Tras descartar volar e invalidada la invisibilidad, he llegado a la conclusión de que, si pudiera tener un poder especial, escogería ser capaz de verme actuar desde fuera en el mismo momento en que la acción está aconteciendo. Parece un poder extraño, ni siquiera sé ponerle un nombre (¿desdoblarse, quizá?), pero estoy convencido de que me haría evolucionar como persona muchísimo. Hay veces que me imagino desde fuera para ver la imagen que estoy proyectando, pero habitualmente más enfocado a fardar. Como quien se pide un trago de una marca extraña y cara de whisky y se recrea creyéndose Humphrey Bogart, aunque en realidad siga pareciendo el mismo pobre hombre de siempre, pero con un vaso de whisky solo. No me refiero a ese deseo relacionado con el estatus, sino a algo mucho más básico: ser capaz de ver si las cosas que digo son exactamente las que quiero expresar.

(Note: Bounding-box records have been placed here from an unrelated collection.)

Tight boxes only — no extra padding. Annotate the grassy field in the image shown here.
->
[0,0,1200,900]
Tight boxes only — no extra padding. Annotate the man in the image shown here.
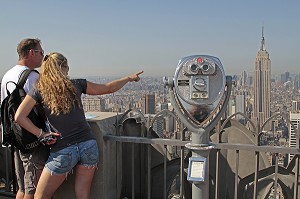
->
[1,38,47,199]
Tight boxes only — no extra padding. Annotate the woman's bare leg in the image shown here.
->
[75,165,96,199]
[34,168,66,199]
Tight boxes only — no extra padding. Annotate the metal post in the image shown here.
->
[186,128,213,199]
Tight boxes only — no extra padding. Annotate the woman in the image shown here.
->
[15,52,143,199]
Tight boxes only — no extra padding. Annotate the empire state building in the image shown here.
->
[253,28,271,126]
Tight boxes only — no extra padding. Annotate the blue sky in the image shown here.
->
[0,0,300,77]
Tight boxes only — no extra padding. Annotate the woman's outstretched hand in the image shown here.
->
[128,71,144,82]
[40,132,60,145]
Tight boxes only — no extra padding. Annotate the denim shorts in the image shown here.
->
[45,140,99,174]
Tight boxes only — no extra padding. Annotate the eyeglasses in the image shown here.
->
[33,50,44,57]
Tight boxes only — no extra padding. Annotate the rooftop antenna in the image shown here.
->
[260,25,265,51]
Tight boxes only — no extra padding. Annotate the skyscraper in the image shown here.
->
[253,28,271,129]
[144,94,155,114]
[289,112,300,162]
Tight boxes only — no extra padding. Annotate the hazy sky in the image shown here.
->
[0,0,300,77]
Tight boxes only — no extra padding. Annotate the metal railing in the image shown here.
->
[104,135,300,199]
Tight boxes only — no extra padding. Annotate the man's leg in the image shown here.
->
[20,147,49,199]
[13,149,25,199]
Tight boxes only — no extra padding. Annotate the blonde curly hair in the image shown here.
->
[36,52,80,115]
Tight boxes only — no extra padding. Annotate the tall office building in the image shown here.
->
[289,112,300,162]
[235,91,246,119]
[253,28,271,130]
[144,95,155,114]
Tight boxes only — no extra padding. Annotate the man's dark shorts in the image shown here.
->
[14,147,49,194]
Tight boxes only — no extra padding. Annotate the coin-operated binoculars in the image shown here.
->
[164,55,231,199]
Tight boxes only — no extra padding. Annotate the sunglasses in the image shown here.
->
[33,50,44,57]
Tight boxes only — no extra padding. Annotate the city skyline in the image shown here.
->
[0,0,300,76]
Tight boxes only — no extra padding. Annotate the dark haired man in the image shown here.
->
[1,38,48,199]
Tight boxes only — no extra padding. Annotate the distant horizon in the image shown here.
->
[0,0,300,76]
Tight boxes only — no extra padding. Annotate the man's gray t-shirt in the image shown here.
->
[28,79,95,152]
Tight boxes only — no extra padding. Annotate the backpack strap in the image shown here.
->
[18,69,39,88]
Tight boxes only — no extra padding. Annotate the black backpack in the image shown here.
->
[1,69,46,153]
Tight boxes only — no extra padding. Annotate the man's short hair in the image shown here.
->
[17,38,41,60]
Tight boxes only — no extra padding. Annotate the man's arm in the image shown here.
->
[86,71,144,95]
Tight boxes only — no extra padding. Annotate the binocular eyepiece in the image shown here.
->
[164,55,226,125]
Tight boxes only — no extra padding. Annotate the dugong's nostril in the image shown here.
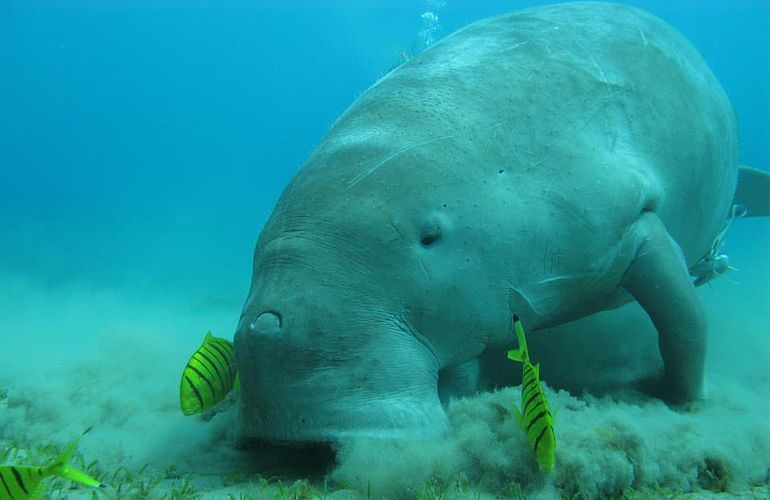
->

Si pudiera verme desde fuera, tumbarme un día entero en el sofá a ver por televisión cómo vivo, cómo me comporto, cómo me expreso con los demás, cómo transmito lo que quiero transmitir, estoy convencido de que podría descubrir un sinfín de cosas para mejorar, darme un montón de consejos. Es verdad, abusar de este súper poder podría llegar a ser un poco tóxico, si no te gustase nada de lo que ves, pero usado en su justa medida nos serviría para darnos cuenta de las debilidades y las fortalezas mucho antes. En el fragor del día a día no siempre somos capaces de poner perspectiva y algo de distancia a lo que hacemos.
Me encantaría poder comentar cómo me estoy comportando, tal y como valoro el partido de Karim Benzema cada fin de semana. Ojalá pudiera ser Risto Mejide conmigo mismo, verme desenvolviéndome en el escenario. Aunque también es cierto que es muy posible que, una vez que atravesase las nubes que me impiden ver todo con claridad, la actuación que yo imaginaba como la de una súper estrella sonase quizá como la de la prueba de sonido de Melendi. Tocaría conformarse con tener un estilo propio, al menos, hasta poder cambiarlo.
Feliz lunes y que tengáis una gran semana.